Uncertainty has become the new normal. A bit over a decade ago Nokia shipped 80% of the telephones in the world, could manufacture at half the cost of its competition and yet competition came from outside the industry, was swift and brutal. Recently a Chief Economist responsible for well in excess of half a trillion dollars of investment, related his dilemma. “I know that 40% of the S&P companies will be gone in the next 10 or so years. Hence it matters less to us the short term performance of companies. What really matters is that whether they will be around at all in 10 years time. On that we want to put our money.” Whilst this might not be an appropriate investment philosophy for everyone, unless organisations have systems to see these shifts, they will become victims of it.
In an interconnected world, being the biggest or the cheapest is no longer a guarantee for sustained success. We spend our time focused on the known, but fail to anticipate the unexpected. Off-radar risks are the most dangerous, as the organisation is wholly unprepared for disruptive change, rapid technologic shifts, or the slow changes that build up to tipping points.
And yet it is inhuman to amass all the off radar/ long tail trends in the world. The world is complex not complicated. Uncertainty is interconnected, uncertainty is off-radar and uncertainty will eat your breakfast, lunch and dinner if you do not obsess over it. It is in the combination of human and machine intelligence that we address this problem. We call it IA- Intelligence Augmented.
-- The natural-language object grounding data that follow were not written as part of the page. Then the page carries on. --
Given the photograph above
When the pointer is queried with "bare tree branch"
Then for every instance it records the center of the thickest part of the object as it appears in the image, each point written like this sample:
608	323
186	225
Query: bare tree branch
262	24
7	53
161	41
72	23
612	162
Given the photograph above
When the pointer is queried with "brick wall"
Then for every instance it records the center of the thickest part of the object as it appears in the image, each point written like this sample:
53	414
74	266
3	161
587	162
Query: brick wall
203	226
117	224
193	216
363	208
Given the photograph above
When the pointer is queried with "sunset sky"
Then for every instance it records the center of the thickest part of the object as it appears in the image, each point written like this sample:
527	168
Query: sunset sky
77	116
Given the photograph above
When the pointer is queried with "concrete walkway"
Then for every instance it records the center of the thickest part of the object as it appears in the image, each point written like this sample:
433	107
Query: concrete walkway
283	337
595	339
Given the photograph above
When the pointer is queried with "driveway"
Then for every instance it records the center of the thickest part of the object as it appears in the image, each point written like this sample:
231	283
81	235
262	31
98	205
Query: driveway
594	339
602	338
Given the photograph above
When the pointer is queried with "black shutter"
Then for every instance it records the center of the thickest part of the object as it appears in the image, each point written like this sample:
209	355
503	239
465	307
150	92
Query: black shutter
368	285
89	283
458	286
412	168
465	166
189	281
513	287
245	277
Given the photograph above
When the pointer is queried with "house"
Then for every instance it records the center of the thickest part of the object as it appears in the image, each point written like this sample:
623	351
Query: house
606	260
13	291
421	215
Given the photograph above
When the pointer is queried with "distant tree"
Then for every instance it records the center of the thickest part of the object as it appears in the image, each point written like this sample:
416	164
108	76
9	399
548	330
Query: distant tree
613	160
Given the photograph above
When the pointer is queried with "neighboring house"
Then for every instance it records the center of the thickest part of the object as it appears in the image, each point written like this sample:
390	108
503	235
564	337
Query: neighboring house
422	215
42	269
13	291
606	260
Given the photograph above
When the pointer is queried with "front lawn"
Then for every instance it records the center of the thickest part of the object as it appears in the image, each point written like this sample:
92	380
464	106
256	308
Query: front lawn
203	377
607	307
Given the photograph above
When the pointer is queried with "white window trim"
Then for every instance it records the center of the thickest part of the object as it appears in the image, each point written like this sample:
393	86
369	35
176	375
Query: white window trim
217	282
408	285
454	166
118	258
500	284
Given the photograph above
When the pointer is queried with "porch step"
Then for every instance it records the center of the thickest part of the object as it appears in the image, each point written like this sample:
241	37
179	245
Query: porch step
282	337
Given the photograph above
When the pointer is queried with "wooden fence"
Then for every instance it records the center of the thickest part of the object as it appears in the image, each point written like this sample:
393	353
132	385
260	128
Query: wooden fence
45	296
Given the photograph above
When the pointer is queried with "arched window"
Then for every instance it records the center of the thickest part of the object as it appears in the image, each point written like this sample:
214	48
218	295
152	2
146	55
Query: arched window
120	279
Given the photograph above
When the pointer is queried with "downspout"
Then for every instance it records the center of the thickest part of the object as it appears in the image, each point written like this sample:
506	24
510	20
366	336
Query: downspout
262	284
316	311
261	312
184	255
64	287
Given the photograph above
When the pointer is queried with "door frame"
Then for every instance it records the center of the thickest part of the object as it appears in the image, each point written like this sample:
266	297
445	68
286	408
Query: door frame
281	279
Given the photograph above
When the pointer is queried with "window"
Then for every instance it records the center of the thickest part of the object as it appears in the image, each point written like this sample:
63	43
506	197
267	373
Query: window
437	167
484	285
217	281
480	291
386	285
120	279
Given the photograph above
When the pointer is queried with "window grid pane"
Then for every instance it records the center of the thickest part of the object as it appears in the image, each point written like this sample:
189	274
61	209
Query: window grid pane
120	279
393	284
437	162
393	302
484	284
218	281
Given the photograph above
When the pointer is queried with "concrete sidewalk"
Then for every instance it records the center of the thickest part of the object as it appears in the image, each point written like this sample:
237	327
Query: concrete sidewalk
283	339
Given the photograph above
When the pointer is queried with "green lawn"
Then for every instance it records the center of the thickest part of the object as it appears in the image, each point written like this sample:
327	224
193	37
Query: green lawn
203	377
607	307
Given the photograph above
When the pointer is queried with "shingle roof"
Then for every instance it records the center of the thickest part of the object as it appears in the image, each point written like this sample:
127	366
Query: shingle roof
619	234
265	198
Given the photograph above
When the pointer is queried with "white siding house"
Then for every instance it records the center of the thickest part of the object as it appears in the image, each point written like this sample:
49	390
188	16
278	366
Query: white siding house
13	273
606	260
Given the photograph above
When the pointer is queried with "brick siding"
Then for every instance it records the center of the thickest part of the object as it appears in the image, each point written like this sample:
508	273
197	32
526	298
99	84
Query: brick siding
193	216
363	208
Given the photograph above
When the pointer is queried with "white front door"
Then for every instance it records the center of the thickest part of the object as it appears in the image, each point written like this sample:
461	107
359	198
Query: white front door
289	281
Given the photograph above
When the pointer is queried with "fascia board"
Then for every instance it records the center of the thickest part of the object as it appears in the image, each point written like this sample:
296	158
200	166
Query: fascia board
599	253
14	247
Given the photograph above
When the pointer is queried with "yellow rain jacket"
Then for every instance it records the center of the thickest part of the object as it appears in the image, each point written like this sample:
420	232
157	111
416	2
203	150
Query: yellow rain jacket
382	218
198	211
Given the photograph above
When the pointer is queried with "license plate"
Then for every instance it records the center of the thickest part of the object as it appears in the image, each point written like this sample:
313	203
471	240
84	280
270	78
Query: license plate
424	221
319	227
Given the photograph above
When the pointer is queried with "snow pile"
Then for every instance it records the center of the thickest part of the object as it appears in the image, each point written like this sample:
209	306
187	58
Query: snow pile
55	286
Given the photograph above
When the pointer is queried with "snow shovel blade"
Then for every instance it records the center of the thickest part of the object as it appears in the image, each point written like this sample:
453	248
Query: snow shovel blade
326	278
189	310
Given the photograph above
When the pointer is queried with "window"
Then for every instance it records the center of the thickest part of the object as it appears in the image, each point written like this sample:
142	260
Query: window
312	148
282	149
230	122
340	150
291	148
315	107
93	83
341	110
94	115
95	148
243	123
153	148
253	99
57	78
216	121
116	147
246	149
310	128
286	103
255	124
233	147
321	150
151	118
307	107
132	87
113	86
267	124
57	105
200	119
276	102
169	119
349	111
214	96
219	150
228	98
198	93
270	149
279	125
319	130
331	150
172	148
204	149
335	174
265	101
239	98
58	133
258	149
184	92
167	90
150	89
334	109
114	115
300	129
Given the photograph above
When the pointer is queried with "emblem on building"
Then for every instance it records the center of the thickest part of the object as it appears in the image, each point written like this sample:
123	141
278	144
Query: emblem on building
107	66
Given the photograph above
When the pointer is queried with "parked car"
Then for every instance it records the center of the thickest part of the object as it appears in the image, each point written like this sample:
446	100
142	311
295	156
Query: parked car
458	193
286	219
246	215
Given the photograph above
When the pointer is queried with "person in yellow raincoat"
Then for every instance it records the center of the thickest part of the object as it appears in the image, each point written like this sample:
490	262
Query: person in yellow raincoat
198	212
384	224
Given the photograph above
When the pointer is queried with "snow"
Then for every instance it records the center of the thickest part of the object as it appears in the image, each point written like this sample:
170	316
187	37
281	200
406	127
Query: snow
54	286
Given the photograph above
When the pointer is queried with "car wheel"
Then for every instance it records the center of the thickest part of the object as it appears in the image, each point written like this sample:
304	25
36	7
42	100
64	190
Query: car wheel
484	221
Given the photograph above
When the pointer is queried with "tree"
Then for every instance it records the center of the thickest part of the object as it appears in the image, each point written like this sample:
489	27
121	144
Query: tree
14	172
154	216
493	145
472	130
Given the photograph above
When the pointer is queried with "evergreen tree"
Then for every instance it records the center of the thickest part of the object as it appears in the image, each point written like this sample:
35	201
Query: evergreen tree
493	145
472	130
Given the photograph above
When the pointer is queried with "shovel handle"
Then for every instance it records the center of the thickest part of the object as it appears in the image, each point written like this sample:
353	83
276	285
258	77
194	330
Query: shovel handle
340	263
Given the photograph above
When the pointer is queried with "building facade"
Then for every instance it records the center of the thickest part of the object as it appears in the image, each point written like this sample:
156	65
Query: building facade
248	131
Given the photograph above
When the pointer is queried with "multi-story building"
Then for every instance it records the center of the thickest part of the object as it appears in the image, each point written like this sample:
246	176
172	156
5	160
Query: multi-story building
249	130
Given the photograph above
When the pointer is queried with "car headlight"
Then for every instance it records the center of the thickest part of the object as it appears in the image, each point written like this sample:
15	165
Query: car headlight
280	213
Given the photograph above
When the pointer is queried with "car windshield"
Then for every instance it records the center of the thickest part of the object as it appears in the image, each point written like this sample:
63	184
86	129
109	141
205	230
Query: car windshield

Big data combined with advanced natural language processing allow us to map entire domains of knowledge. With these new maps we can see these hard to find off-radar edges. Early Learning Systems combine models of the future with the big data analytics to algorithmically gain edge insights into very large corpora of unstructured data.
Survival demands interacting with, not ignoring the environment. It demands a 21st Century process to recognise and act on these edge insights. In the words of Arie de Geus, former head of Shell Scenarios, it requires a “focus on learning faster”.
By producing Global Risk Radar Reports we provide a simple, visual AI generated overview of risks that face the asset allocation community. We enable pension funds to anticipate risk/opportunities rather than be victims of these changes.